This is a family owned business.
Two types of shares. Bearer shares are 5 x Registered shares. Total of ~ 30M bearer and ~ 124M registered shares.
As of 31 December 2014, the Hayek Pool, related parties, institutions and persons control 63 169 930 registered shares and 1650 bearer shares, totalling 40.8% (previous year 40.8%) of the votes.
The company runs on meager debt and the management has a very long term view of the business (83.7% equity ratio in 2014).
The family-ownership allows the company to “suffer in the near term” to build the brand value. Even after significant appreciation of the swiss franc they continue to invest here.
Because it is also here, in Switzerland, that we want to be established and to manufacture in the future.
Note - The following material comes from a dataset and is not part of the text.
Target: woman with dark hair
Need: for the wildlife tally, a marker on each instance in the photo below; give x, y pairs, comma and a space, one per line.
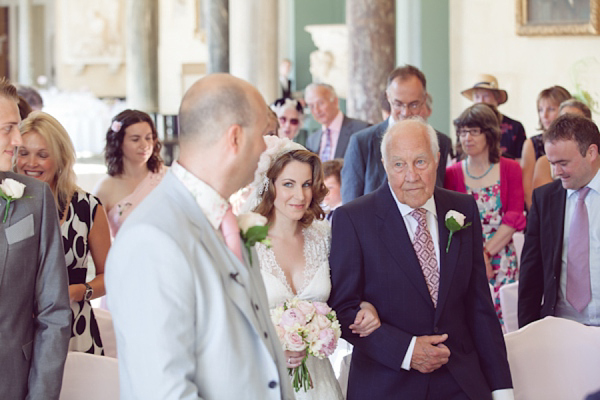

For you, for us, for industry, for the region and through this, for Switzerland. Because to us, the idea of “outsourcing abroad” is utter nonsense. — Nayla Hayak, Chairwoman, Swatch
What remains is the valuation.
The company is selling for 30xFCF at the moment (morningstar). But, their investments have been quite high and the “normal” value of the FCF is closer to 1B CHF currently. Which puts the multiple at 20 and the growth in FCF for the last decade to be 5% (FCF was 568CHF in 2005). The 20 multiple implies that the discount rate for the DCF calculation is 5%. Assuming these assumptions to be correct, at current prices I am looking at a return of 10% (5% from FCF growth and 5% from the discount rate). This is too high for me. I will probably be more interested around CHF16B i.e., a 20% drop from the current price.